A fact to which the current owner; Jack Tan, acknowledged and proudly explained about the shop’s rich 70 years-odd history, and he’s the 3rd generation running the business. A whirlwind tour around the kitchen revealed that they still steam the ‘pau’ like the olden days; and don’t expect fancy fillings here.
Only 4 types are available here; kaya (coconut egg jam), BBQ pork, curry vegetables and dessicated coconut. The fluffy creations are only available from 12.30pm onwards, so don’t expect a cup of steaming hot coffee and fresh, fluffy buns in the mornings just yet.
However, they are equally famous for their curry laksa in the morning. Or you can go for the nasi lemak in packets; sourced locally. An interesting note here; the rice used is from the glutinous version; hence the sticky quality of the grains. Still, this is worth a few mouthfuls and goes perfectly with the Hainanese tea or coffee.
Or you can order their toasted or steamed Hainanese bread, served with a dollop of their homemade kaya, and a block of frozen butter. Very classic, as you don’t see the modern kopitiams serve their breads in this manner anymore.

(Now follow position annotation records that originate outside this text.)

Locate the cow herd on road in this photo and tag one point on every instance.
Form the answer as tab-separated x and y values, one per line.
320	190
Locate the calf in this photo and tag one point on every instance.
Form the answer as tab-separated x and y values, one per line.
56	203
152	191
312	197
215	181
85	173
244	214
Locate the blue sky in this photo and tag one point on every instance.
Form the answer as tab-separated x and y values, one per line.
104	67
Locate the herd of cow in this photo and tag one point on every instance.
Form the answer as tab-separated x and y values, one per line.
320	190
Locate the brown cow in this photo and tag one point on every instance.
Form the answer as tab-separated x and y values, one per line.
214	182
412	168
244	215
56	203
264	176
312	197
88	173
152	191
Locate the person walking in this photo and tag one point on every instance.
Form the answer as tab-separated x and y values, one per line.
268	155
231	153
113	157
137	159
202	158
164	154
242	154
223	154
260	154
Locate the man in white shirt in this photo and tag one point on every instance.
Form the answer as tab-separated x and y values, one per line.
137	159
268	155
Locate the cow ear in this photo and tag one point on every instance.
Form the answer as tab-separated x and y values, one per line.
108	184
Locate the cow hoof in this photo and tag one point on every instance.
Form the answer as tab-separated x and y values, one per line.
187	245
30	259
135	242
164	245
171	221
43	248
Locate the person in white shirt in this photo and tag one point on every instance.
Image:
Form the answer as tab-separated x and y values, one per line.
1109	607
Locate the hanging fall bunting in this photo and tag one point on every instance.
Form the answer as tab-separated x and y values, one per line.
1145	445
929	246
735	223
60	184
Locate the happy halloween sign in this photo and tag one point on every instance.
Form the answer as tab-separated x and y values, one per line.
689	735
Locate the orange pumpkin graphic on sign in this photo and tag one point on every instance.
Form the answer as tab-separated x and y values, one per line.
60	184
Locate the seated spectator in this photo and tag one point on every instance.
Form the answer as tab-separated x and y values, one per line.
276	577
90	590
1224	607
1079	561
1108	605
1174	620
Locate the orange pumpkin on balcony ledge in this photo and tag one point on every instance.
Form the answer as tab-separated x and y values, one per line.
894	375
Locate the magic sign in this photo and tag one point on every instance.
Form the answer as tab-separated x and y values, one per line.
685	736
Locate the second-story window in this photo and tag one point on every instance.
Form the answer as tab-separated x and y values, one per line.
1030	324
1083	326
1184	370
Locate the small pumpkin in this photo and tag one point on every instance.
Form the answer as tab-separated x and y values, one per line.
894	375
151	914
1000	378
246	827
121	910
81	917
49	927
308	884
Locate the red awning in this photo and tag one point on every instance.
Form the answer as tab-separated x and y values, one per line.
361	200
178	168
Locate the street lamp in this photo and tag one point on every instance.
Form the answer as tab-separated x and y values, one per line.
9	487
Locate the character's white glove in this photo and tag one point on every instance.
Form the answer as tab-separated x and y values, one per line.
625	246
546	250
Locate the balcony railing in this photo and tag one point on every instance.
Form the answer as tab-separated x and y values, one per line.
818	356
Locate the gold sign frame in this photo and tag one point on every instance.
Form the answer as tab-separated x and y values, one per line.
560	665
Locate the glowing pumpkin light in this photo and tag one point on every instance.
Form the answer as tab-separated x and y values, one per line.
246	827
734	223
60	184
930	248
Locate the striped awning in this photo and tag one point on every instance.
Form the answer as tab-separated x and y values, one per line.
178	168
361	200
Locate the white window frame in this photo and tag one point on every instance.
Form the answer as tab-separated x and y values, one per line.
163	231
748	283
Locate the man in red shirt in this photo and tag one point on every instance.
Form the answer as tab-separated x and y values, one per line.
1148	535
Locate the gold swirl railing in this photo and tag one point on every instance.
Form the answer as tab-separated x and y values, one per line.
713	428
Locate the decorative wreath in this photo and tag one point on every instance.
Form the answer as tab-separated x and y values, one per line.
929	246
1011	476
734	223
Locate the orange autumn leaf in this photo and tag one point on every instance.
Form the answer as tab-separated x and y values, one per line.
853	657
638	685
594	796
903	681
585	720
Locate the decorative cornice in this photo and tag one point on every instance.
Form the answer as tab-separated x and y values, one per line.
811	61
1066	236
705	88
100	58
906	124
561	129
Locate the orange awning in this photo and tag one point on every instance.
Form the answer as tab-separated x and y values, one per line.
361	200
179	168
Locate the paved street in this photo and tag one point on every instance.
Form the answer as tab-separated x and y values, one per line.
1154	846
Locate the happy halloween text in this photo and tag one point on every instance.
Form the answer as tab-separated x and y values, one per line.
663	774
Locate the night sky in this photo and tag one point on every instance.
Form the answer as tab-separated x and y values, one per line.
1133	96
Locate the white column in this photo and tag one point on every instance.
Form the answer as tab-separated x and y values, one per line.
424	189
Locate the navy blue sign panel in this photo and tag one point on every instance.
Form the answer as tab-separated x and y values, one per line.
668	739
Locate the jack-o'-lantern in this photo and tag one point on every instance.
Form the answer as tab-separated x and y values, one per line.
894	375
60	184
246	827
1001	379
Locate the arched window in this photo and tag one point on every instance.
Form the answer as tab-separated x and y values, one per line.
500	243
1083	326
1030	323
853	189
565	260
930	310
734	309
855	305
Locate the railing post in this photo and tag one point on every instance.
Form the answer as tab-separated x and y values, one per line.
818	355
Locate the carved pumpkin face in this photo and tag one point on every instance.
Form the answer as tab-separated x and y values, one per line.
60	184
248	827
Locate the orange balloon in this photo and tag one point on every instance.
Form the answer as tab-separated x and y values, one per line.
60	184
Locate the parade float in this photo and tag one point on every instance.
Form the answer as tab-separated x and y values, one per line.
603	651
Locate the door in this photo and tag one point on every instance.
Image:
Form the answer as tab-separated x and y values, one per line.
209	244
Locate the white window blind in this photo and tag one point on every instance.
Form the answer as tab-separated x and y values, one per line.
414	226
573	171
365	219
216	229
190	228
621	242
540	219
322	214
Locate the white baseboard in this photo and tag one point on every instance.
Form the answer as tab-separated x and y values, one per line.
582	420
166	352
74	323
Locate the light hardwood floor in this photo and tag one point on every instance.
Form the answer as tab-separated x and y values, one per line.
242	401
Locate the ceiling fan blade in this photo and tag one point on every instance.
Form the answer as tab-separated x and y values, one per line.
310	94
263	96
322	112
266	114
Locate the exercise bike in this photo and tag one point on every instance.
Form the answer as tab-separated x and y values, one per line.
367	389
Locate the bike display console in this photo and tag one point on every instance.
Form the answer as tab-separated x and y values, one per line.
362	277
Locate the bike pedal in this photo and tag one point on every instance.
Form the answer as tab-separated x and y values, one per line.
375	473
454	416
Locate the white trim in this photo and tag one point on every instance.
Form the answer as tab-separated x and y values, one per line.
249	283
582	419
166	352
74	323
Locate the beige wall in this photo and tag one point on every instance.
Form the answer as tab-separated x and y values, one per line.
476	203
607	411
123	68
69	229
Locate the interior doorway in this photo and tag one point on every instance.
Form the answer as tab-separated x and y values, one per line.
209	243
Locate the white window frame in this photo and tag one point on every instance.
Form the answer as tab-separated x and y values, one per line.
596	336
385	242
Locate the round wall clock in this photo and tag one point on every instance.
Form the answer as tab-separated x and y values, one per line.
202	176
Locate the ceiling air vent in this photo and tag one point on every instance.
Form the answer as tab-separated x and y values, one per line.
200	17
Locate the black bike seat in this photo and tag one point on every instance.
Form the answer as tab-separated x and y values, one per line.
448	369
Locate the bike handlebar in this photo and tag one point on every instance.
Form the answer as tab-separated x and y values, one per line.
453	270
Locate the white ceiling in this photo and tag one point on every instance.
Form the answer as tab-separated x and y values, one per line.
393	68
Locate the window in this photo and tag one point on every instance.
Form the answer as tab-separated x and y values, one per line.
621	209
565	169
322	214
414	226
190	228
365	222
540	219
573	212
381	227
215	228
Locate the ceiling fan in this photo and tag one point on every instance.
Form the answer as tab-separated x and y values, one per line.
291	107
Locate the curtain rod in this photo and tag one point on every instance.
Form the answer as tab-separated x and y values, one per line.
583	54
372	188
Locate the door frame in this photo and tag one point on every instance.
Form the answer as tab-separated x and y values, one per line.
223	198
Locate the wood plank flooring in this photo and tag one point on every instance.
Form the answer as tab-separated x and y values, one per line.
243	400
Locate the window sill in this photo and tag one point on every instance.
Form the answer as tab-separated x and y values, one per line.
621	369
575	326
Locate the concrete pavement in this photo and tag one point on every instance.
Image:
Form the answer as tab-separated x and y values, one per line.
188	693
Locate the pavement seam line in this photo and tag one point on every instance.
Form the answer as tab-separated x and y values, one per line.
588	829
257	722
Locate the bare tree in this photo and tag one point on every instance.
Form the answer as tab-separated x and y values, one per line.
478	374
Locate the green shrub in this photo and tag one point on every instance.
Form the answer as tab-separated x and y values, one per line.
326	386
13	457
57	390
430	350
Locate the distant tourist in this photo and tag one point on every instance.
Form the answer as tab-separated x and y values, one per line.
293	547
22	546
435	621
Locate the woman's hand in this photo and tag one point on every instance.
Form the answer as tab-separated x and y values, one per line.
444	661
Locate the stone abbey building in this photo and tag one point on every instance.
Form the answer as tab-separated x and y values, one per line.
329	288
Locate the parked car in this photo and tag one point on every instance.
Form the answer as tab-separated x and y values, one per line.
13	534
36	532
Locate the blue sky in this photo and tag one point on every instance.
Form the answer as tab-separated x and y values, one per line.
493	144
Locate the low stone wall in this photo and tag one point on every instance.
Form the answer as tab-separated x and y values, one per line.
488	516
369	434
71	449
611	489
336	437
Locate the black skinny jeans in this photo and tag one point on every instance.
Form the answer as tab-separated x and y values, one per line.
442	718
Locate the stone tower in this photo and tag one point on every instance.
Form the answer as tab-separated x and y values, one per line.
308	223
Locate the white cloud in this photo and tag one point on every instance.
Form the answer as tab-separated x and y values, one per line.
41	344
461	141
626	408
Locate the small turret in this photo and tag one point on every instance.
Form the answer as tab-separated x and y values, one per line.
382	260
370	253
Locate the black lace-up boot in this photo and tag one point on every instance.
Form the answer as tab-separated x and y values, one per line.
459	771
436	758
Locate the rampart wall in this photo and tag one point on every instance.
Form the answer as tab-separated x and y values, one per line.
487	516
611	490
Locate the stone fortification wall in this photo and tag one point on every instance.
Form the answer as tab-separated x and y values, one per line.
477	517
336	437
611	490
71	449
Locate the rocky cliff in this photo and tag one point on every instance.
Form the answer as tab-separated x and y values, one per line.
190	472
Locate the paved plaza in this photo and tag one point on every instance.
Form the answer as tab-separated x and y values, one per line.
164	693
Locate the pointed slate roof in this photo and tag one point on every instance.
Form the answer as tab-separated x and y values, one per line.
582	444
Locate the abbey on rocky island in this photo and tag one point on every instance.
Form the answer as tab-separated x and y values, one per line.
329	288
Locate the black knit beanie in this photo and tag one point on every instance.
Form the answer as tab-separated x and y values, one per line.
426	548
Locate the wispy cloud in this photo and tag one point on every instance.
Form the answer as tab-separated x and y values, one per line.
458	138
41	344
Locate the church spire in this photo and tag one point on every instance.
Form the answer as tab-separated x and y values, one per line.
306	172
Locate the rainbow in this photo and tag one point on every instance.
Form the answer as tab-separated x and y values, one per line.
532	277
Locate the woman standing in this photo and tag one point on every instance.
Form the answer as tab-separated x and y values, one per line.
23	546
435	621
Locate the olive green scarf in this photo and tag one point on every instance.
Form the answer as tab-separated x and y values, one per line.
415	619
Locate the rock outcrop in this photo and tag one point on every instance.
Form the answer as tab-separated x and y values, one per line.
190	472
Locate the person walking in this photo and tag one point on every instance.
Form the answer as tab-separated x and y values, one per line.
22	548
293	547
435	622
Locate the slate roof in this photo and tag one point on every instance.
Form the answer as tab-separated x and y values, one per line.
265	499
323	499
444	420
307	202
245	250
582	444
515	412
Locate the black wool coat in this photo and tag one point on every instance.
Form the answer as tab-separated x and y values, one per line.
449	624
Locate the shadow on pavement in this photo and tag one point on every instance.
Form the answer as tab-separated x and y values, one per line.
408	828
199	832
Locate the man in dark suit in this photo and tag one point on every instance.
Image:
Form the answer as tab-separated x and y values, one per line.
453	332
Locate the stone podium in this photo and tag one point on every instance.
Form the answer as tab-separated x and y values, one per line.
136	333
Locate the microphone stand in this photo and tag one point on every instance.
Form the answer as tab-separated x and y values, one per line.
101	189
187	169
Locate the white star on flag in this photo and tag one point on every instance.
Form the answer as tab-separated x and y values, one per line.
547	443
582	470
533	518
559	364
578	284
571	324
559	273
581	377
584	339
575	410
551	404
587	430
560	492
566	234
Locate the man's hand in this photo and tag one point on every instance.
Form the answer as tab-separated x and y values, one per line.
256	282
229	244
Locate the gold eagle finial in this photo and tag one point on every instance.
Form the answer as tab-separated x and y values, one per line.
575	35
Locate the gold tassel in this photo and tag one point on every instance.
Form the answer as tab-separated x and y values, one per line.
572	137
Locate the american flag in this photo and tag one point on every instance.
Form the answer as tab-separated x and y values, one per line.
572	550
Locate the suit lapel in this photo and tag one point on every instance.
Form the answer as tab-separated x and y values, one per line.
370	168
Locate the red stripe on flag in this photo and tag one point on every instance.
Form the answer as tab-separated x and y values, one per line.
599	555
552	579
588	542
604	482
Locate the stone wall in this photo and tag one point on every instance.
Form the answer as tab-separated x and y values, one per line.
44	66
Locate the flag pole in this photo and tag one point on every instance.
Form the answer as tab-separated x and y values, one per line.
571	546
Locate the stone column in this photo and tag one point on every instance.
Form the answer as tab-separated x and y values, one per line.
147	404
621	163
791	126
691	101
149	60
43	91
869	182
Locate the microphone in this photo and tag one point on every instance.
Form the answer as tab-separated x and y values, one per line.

Since Cheong Fong’s famous for the ‘pau’, let’s talk about the highlight of the lunch-tea time we had that afternoon. Of all the four flavours; I was really into the ‘char siew’ (BBQ pork) filling that was redolent with dark, caramelized chunks of pork packed in a moist, sweetish gravy. As old-school as it gets, the Char Siew Pau here deserves a nod.
The other savoury filling, with curry julienned yambean and carrot was delectable too, with crunchy bites of vegetables stuffed into the fantastic dough. Good to note that the pau’s dough did not stick to the teeth, or too dry. Good texture, and moist enough. Best to be consumed straight from the steamers.
The sweet varieties were passable, though I have always preferred savoury over sweet fillings. The sweetened dessicated coconut version was notable for the bountiful of fillings, but I found them to be slightly sweeter than desired.
Sadly, we missed the curry laksa this time around. However, we foresee a future visit when we’re on the road going northbound. After all, Hulu Selangor ain’t that far from city centre. Just spend an hour or so and you’ll reach this small, almost forgotten town from KL city.
Question is; are you willing to sacrifice the comfort of air-conditioning and convenience of free Wifi, and embark on a journey on the bumpy roads to reach this serene, charming town in the middle of nowhere?
Cheong Fong Coffee Shop
No 12, Jalan Besar Kalumpang,
Opens from early morning until evening only.